I’ve seen my father go through many changes in the past four months. As his body became more toxic before surgery, I saw the negative side of my dad that I hadn’t seen in years. He was angry constantly, and prone to panicky moments. Almost every topic of conversation stressed him out. Yet, the day after his colon was removed, along with all of the toxins it had released; the dad that I know and love was back again. A few days later he told me that I’m his baby, and such a sweetheart. Words so uncharacteristic for him.
In the midst of my panic attack, I considered what my life would be without my father. If he doesn’t make it, I will no longer have that complicated person who I most relate to. And yet, he would still live on through my family. All I have to do is look down at my hands to see his hands. My sister, and my nieces—we all have traits of his.
Yet, he says he’s going to get better. He submits to every treatment in order to do so. He tells us not to worry. But of course, we do. We wake up on the hour, and check our phones for missed calls from the hospital.

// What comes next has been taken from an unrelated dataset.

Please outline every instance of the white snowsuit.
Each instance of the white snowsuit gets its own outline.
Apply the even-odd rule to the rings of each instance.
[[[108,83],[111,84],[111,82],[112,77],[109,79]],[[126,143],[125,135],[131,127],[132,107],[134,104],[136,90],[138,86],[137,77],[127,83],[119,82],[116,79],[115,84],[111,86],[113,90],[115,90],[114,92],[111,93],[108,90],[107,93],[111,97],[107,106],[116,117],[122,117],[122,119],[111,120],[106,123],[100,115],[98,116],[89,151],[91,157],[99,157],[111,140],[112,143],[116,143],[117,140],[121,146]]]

In this place that lies on the balance of life and death, it is hard to be fully invested in life. But life goes on. He’s been in the ICU for exactly a month now. I have an art show coming up, and a book to finish, and piles of research to get through in the process. And without all of this, my mind would never have a break from the processing of what we are all going through.
Life is at once a rhythm, and also a series of unexpected things. Roles reverse, or change completely. The lessons we need to learn are not by our choosing, yet they are necessary in order to find our sense of empathy. Struggles have their importance. They refine us and bring us closer together. They show us what we most value, and the takeaway is to spend our lives learning to be fully embodied within that and aware of the brevity of life.